I sincerely look forward to your reply and I hope you can give me some suggestions when you have time @Fnyasimi .

[Mia1037]

hi, I just started running S-Predixcan. According to this tutorial , the SNP format I input is also CHR: POS :A1:A1, and everything runs smoothly without any error. It seems that rsid is required for Quick Harmonization.
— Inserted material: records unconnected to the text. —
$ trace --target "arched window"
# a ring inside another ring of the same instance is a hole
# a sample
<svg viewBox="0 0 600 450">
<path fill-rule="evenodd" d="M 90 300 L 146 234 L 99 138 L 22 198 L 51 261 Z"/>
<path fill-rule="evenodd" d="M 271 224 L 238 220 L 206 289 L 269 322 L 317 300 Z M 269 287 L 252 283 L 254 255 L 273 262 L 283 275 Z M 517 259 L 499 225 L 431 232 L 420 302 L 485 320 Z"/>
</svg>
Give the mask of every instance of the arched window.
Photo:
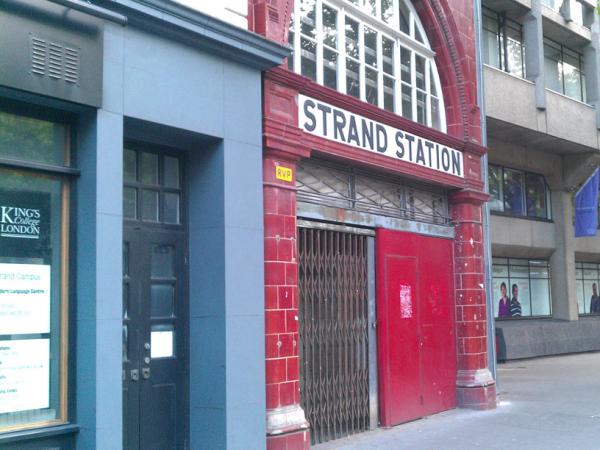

I don't know if my understanding is right, but I still need the author to confirm @hakyim @Fnyasimi.

[Fnyasimi]

The harmonization step requires this argument to be present -snp_reference_metadata $DATA/reference_panel_1000G/variant_metadata.txt.gz METADATA. Your summary stats genome build should be the same as the reference metadata or you need to do a liftover. The metadata file contains information used to generate the panel_variant_id which matches with the ones in the model. The matching is done using chr and pos and it also changes the sign of the zscores in cases where the ref and alt are flipped.